An important element of the Office for Students’ (OfS’s) work around equality of opportunity is ensuring that there are flexible and diverse pathways into higher education.
It is important for individual universities and colleges, and the wider sector, to consider ways to widen the pool of people experiencing higher education.
One way to do that is through higher education short courses, which are designed to enable flexible learning and to help students develop skills needed by employers and the economy.
Today, the OfS has published the findings of an independent evaluation of a trial which has piloted access to student finance for these courses. The pilot, which is a collaboration between the OfS and the Department for Education, launched in August 2021 and continues until August 2025.
To launch the trial, the OfS allocated £2 million of funding across 22 higher education providers from all over the country via a Challenge Competition to develop and adapt components of existing courses at Levels 4 to 6 into short courses. This funding sought to assess the demand from students to access short-term provision and help to build understanding about short course participation more generally, ahead of the Lifelong Learning Entitlement planned for 2025 onwards.
Findings from the pilot show that:
- The universities and colleges funded for this work developed nearly 100 courses.
- Those students who did enrol on the courses reported positive experiences, and there was strong engagement from employers throughout the process.
- However, there was low take-up of the courses overall, with many courses not launched due to lack of demand.
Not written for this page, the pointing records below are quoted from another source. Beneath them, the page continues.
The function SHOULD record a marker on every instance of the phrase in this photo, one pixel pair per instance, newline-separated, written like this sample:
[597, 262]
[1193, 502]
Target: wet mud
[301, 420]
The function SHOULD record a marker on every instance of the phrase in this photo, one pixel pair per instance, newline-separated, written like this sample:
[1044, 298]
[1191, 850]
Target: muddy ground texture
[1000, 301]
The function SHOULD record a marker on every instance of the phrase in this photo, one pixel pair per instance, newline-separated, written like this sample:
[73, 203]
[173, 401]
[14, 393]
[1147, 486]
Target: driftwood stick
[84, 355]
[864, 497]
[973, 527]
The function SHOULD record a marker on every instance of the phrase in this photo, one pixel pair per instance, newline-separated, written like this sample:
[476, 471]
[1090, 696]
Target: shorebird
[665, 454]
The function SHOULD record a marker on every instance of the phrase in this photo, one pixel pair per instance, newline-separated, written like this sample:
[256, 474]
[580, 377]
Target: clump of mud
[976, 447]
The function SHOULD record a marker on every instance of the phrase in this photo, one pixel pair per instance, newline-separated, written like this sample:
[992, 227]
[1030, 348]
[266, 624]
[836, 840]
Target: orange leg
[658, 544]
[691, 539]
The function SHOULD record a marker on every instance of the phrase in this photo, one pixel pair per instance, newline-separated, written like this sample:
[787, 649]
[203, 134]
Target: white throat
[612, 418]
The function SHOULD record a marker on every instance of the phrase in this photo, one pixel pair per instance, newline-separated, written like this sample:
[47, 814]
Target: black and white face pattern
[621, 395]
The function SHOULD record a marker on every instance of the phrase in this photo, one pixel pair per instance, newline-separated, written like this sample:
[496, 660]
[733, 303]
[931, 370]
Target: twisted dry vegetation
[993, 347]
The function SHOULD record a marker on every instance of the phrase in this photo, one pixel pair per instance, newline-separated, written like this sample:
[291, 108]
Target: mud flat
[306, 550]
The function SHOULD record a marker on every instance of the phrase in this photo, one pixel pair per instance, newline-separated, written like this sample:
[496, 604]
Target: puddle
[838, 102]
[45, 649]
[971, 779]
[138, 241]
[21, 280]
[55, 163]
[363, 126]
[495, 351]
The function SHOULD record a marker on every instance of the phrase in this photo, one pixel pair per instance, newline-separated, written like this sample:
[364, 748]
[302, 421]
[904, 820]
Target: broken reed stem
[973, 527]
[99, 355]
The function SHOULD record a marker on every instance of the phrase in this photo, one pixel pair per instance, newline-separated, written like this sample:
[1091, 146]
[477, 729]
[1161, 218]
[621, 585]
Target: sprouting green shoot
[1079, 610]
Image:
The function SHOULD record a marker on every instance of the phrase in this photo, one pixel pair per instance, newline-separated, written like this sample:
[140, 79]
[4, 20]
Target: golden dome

As result there was low take-up of the related student loan.
- The report suggests this lack of demand was caused, in part, by: a lack of time to promote and market the courses; lack of understanding of which prospective students to market the courses to; and a lack of understanding about the content and benefits of short courses.
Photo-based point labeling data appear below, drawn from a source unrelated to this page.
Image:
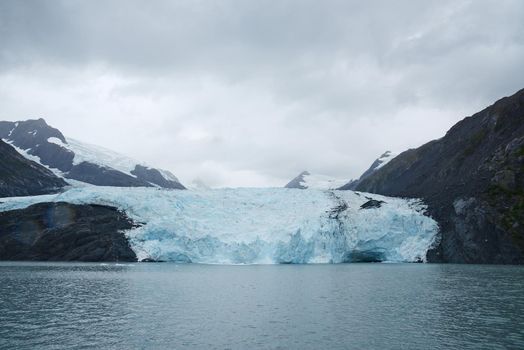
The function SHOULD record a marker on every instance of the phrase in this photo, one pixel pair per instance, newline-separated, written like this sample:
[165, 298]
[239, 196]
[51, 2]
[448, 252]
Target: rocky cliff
[81, 161]
[473, 182]
[65, 232]
[22, 177]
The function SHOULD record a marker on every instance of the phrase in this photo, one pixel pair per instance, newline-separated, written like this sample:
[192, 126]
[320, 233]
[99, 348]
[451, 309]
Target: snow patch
[385, 158]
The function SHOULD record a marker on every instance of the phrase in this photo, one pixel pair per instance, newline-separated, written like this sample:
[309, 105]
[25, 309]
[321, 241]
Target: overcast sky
[249, 93]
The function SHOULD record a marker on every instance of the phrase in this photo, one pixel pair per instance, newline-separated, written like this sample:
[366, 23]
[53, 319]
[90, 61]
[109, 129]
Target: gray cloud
[251, 92]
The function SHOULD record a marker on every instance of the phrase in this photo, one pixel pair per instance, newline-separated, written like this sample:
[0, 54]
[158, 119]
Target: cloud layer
[249, 93]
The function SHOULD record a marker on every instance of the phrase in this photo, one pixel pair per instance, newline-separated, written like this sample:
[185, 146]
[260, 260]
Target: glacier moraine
[261, 225]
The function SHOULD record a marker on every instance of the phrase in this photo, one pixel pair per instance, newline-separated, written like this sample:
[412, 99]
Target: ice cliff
[245, 226]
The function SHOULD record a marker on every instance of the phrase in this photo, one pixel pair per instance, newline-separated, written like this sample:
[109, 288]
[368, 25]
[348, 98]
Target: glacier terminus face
[261, 225]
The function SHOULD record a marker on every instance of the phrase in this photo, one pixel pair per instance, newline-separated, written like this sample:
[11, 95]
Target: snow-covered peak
[306, 180]
[85, 152]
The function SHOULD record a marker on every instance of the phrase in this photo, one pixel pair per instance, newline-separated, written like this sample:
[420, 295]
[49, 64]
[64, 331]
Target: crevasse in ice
[267, 225]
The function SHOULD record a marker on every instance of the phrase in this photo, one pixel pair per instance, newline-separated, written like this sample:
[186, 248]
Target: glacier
[260, 225]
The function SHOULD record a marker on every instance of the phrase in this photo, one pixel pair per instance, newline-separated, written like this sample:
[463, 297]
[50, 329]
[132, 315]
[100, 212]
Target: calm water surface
[352, 306]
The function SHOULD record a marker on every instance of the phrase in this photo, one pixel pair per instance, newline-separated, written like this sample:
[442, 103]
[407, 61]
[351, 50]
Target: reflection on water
[353, 306]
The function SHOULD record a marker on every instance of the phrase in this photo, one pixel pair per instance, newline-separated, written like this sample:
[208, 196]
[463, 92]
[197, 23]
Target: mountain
[80, 161]
[22, 177]
[65, 232]
[385, 158]
[306, 180]
[473, 182]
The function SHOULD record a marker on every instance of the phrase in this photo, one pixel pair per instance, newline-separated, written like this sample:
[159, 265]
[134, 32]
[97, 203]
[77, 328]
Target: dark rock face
[473, 182]
[372, 203]
[32, 136]
[65, 232]
[296, 182]
[155, 177]
[353, 184]
[22, 177]
[103, 176]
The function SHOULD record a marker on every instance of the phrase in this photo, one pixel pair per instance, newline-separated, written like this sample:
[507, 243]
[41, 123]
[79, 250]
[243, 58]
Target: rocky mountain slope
[22, 177]
[80, 161]
[65, 232]
[473, 182]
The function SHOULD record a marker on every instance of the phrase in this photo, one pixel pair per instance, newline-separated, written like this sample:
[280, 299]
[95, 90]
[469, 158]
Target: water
[352, 306]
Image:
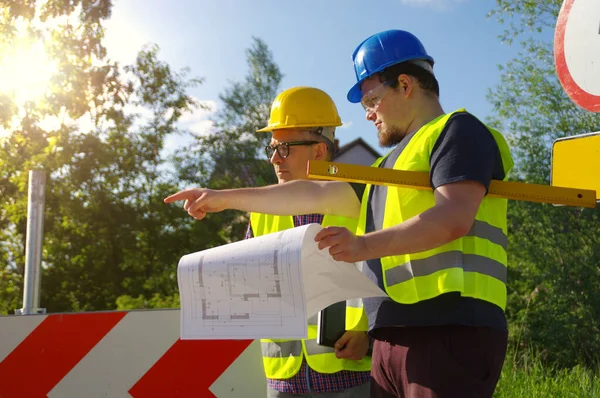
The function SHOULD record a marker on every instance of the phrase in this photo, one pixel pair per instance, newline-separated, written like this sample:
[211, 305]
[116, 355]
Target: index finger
[181, 195]
[325, 232]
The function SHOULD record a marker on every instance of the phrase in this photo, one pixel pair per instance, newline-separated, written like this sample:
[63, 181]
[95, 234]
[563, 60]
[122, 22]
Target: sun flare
[25, 72]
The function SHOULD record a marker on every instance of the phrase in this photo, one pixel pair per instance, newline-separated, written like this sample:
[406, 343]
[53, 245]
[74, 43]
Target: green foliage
[107, 232]
[554, 274]
[232, 155]
[109, 241]
[525, 375]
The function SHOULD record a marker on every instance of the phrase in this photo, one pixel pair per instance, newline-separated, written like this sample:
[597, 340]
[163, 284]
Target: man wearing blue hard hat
[439, 254]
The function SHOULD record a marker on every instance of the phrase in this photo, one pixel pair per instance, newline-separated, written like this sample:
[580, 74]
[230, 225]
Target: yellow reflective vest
[474, 265]
[282, 358]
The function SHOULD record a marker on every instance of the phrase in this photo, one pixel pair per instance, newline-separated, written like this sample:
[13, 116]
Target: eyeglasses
[283, 148]
[371, 100]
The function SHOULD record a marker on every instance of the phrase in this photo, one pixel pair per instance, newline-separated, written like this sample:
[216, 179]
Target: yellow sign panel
[576, 162]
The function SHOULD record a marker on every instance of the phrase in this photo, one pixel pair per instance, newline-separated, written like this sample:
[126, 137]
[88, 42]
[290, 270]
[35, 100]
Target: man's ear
[320, 151]
[406, 84]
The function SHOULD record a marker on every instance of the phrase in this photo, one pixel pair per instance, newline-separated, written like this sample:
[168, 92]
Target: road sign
[318, 169]
[576, 162]
[122, 354]
[577, 52]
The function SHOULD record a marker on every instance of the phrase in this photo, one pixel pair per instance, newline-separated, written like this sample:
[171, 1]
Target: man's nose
[275, 158]
[371, 115]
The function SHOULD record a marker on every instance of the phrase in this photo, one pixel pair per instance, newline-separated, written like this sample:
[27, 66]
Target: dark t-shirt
[464, 151]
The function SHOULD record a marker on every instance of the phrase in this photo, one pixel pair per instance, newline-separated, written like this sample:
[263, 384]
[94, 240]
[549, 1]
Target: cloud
[436, 4]
[195, 122]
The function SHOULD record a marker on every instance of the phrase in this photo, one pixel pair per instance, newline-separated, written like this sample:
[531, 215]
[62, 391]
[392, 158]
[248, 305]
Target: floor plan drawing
[257, 285]
[264, 287]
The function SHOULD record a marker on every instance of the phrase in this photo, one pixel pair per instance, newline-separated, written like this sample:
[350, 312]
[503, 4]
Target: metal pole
[33, 248]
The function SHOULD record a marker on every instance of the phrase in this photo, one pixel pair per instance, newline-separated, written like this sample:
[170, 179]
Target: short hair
[425, 78]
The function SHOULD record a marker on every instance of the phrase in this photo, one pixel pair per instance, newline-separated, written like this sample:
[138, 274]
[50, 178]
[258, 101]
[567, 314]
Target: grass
[531, 378]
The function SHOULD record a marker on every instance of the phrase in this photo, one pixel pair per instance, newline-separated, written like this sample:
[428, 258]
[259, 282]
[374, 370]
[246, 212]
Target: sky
[312, 42]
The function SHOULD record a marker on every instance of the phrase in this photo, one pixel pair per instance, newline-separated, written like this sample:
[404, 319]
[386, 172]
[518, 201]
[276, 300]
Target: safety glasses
[283, 148]
[372, 98]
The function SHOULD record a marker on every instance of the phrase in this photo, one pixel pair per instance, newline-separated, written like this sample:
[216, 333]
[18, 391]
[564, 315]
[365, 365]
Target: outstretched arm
[295, 197]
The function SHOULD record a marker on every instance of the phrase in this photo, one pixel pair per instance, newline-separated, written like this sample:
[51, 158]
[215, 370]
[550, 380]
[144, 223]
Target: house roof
[358, 141]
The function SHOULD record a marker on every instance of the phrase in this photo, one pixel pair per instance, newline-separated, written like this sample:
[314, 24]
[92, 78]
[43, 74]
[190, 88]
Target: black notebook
[331, 324]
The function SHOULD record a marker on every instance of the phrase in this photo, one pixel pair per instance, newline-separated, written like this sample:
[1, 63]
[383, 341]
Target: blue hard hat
[381, 51]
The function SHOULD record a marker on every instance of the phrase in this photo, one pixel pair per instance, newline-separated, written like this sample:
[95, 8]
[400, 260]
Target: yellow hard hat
[301, 107]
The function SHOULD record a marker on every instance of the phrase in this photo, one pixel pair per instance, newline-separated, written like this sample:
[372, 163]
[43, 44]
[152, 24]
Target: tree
[554, 276]
[107, 232]
[232, 154]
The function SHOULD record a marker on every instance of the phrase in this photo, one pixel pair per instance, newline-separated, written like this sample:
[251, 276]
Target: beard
[389, 136]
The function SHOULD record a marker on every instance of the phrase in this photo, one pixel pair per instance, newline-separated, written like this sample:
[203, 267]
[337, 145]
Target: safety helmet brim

While it is disappointing that enrolments were lower than expected, it is important to emphasise the novel nature of this work and that universities and colleges worked swiftly to develop innovative new courses at speed and with limited resources. That is to be commended, and the OfS is grateful to all of those universities and colleges that worked to develop courses. Their commitment to this way of working will help the whole sector to consider how and whether short courses can play a part in their offer to prospective students. The courses that they have developed are important in and of themselves – offering students the opportunity to upskill and retrain.
The trial also saw many examples of collaborative working in the development and delivery of the courses. Universities and colleges worked with a range of partners to design the courses, including local and national businesses, local authorities and NHS trusts. Even where these courses have not got off the ground, we hope that universities and colleges will consider how they can carry forward this collaborative way of working as they developed future courses.
The evaluation provides a range of recommendations for the OfS, which we will carefully consider in how we run future funding calls of this kind. There was useful feedback about the timing and design of this type of funding competition and the practicalities for universities and colleges in the delivery of funding and the design of courses.
There are also recommendations for the sector as a whole, as well as individual universities and colleges. These include the importance of raising awareness around short courses, as well as being prepared to experiment with course design and delivery.
Providing alternative routes into higher education is tricky work. But it is important. And, as the trial progresses, the OfS will continue to support those universities and colleges offering short courses as one option for students to further develop their skills.